Equality for Women programme under threat of closure because of cutbacks
A STATE-funded programme responsible for having empowered hundreds of women across north Kerry, according to its overseers, is under threat of closure.
The Equality for Women Measure programme has helped train over 400 women - many of whom come from isolated rural areas - in a wide variety of courses, from computers to interpersonal skills.
It was founded in 2010 to give isolated rural women a voice of their own and the opportunity to undertake training that would enable them to get work and develop vital personal skills. The programme ran at centres in Listowel, Tralee and Castleisland.

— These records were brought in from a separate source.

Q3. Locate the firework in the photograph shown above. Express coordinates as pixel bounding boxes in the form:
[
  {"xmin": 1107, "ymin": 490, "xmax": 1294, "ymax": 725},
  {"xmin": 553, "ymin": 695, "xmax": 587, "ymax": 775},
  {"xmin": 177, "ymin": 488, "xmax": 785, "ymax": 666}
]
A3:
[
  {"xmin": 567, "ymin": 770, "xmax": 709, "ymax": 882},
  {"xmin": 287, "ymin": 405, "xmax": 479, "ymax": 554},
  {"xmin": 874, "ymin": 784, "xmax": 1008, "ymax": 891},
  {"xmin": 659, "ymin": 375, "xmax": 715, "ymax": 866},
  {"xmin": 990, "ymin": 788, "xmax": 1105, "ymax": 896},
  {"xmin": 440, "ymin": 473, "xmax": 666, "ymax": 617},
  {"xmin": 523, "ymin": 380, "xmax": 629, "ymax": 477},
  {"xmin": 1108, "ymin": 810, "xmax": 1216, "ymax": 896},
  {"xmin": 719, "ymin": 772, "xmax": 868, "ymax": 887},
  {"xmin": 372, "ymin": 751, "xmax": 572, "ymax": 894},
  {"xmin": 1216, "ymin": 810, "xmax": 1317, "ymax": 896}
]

Now, however, it appears the programme is going to be discontinued as of next year as its overseeing agency, North and East Kerry Development, is forced to reduce services in the face of government cutbacks to rural development companies.
Much of the programme has been designed and delivered by Dee Keogh who says it empowered hundreds of women.
"It really did give so many women a great voice and increased confidence and resulted in scores of spin-off developments from book clubs to drama groups," she told The Kerryman.
"It has helped train women in everything from counselling and dealing with suicide to computers and interpersonal skills which has led to a huge boost for their confidence, enhancing their quality of life no end."
One participant, Tralee woman Fiona Foley, said the women involved were shocked by the announcement this week that the whole programme might be cut.
"It's crazy that it might be going. I joined last year and it has definitely given me greater confidence and it's a lifeline for a lot of women. A lot of women went into it with low confidence, but it brought them out of themselves and gave them a chance to connect with each other and it has been a great voice," she said.
Equality Officer at the NEKD Lorraine Bowler said it was vital to keep the programme running: "It's small funding we're talking about but they can't tell us now if it's going to keep going.
"It will be a great shame if the programme has to go as it has done incredible things for women in north Kerry, from training to book clubs and drama groups and much more," she said.